API 0 is accessible using regular JSON-RPC:

$ curl --data '{"jsonrpc": "2.0", "method": "get_accounts", "params": [["1.2.0"]], "id": 1}' http://127.0.0.1:8090/rpc

Accessing restricted API's

You can restrict API's to particular users by specifying an api-access file in config.ini or by using the --api-access /full/path/to/api-access.json startup node command. Here is an example api-access file which allows user bytemaster with password supersecret to access four different API's, while allowing any other user to access the three public API's necessary to use the wallet:

{
   "permission_map" :
   [
      [
         "bytemaster",
         {
            "password_hash_b64" : "9e9GF7ooXVb9k4BoSfNIPTelXeGOZ5DrgOYMj94elaY=",
            "password_salt_b64" : "INDdM6iCi/8=",
            "allowed_apis" : ["database_api", "network_broadcast_api", "history_api", "network_node_api"]
         }
      ],
      [
         "*",
         {
            "password_hash_b64" : "*",
            "password_salt_b64" : "*",
            "allowed_apis" : ["database_api", "network_broadcast_api", "history_api"]
         }
      ]
   ]
}

Passwords are stored in base64 as salted sha256 hashes. A simple Python script, saltpass.py is avaliable to obtain hash and salt values from a password. A single asterisk "*" may be specified as username or password hash to accept any value.

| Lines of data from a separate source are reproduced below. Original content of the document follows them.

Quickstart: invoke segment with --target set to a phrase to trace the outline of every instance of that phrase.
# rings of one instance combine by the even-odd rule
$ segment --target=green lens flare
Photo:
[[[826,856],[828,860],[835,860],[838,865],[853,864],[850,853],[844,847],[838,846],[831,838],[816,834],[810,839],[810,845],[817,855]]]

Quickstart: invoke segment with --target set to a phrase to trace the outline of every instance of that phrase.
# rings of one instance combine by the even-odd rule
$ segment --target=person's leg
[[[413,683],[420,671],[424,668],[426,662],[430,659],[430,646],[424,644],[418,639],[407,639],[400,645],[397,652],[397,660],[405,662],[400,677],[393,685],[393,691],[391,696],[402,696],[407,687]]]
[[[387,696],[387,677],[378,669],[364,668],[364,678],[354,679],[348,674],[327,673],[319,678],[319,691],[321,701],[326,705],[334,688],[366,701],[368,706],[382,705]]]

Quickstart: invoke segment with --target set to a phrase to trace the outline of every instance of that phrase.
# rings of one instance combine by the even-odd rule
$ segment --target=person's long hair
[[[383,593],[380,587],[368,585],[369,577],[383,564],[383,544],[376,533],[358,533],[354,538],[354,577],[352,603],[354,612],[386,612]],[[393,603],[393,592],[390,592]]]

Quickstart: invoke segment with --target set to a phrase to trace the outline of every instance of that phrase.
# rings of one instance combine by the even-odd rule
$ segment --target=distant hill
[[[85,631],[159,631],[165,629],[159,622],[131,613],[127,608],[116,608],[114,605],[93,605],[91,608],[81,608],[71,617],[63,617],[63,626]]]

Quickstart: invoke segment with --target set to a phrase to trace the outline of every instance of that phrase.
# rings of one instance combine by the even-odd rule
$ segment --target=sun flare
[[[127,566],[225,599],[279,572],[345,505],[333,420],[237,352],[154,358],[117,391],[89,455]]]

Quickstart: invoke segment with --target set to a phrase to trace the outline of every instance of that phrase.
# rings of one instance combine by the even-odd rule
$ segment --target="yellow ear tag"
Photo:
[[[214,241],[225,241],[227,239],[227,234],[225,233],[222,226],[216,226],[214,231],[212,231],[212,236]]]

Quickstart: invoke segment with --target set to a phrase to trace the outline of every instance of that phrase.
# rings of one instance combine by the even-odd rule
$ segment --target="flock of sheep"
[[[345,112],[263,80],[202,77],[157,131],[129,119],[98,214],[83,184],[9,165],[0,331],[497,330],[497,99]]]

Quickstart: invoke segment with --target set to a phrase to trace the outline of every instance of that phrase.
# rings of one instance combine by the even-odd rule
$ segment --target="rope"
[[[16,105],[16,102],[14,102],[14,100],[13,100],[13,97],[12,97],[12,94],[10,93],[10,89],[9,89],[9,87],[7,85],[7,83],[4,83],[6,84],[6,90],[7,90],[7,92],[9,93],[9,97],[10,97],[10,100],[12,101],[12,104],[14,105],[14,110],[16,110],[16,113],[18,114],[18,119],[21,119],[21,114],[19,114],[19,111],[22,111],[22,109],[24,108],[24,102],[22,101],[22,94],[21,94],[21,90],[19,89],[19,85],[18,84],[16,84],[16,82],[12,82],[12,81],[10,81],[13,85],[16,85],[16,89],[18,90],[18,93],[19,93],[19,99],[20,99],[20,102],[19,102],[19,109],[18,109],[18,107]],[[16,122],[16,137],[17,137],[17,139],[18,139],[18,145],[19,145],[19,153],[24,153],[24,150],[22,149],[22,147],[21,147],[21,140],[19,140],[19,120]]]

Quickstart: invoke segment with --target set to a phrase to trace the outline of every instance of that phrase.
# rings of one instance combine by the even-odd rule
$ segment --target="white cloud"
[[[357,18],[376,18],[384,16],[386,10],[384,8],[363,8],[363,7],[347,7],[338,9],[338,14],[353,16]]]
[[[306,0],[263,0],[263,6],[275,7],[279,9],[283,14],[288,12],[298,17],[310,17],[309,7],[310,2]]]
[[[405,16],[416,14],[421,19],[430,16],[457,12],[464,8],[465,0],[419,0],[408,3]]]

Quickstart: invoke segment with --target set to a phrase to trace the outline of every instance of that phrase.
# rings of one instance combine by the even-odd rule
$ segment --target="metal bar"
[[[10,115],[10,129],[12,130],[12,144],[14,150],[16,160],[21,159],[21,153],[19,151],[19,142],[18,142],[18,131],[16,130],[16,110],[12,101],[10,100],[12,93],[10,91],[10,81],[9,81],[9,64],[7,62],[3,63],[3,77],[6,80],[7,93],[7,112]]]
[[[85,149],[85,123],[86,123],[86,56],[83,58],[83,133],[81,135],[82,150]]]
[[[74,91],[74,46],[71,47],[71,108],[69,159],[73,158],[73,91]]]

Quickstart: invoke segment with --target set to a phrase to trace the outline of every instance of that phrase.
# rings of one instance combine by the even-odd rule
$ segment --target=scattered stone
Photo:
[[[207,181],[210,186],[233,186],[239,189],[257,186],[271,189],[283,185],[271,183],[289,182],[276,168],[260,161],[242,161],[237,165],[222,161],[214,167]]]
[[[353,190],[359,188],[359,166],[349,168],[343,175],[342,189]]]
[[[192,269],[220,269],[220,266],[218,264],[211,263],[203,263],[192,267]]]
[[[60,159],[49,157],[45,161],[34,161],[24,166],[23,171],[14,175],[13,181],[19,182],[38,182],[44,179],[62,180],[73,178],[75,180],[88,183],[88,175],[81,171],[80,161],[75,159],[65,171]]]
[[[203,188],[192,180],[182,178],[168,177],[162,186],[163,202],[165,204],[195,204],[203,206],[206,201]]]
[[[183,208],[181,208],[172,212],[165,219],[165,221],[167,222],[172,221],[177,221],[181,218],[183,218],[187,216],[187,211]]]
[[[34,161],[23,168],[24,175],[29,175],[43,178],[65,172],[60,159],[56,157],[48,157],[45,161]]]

With the above configuration, here is an example of how to call add_node from the network_node API:

{"id":1, "method":"call", "params":[1,"login",["bytemaster", "supersecret"]]}
{"id":2, "method":"call", "params":[1,"network_node",[]]}
{"id":3, "method":"call", "params":[2,"add_node",["127.0.0.1:9090"]]}

Note, the call to network_node is necessary to obtain the correct API identifier for the network API. It is not guaranteed that the network API identifier will always be 2.

Since the network_node API requires login, it is only accessible over the websocket RPC. Our doxygen documentation contains the most up-to-date information about API's for the witness node and the wallet. If you want information which is not available from an API, it might be available from the database; it is fairly simple to write API methods to expose database methods.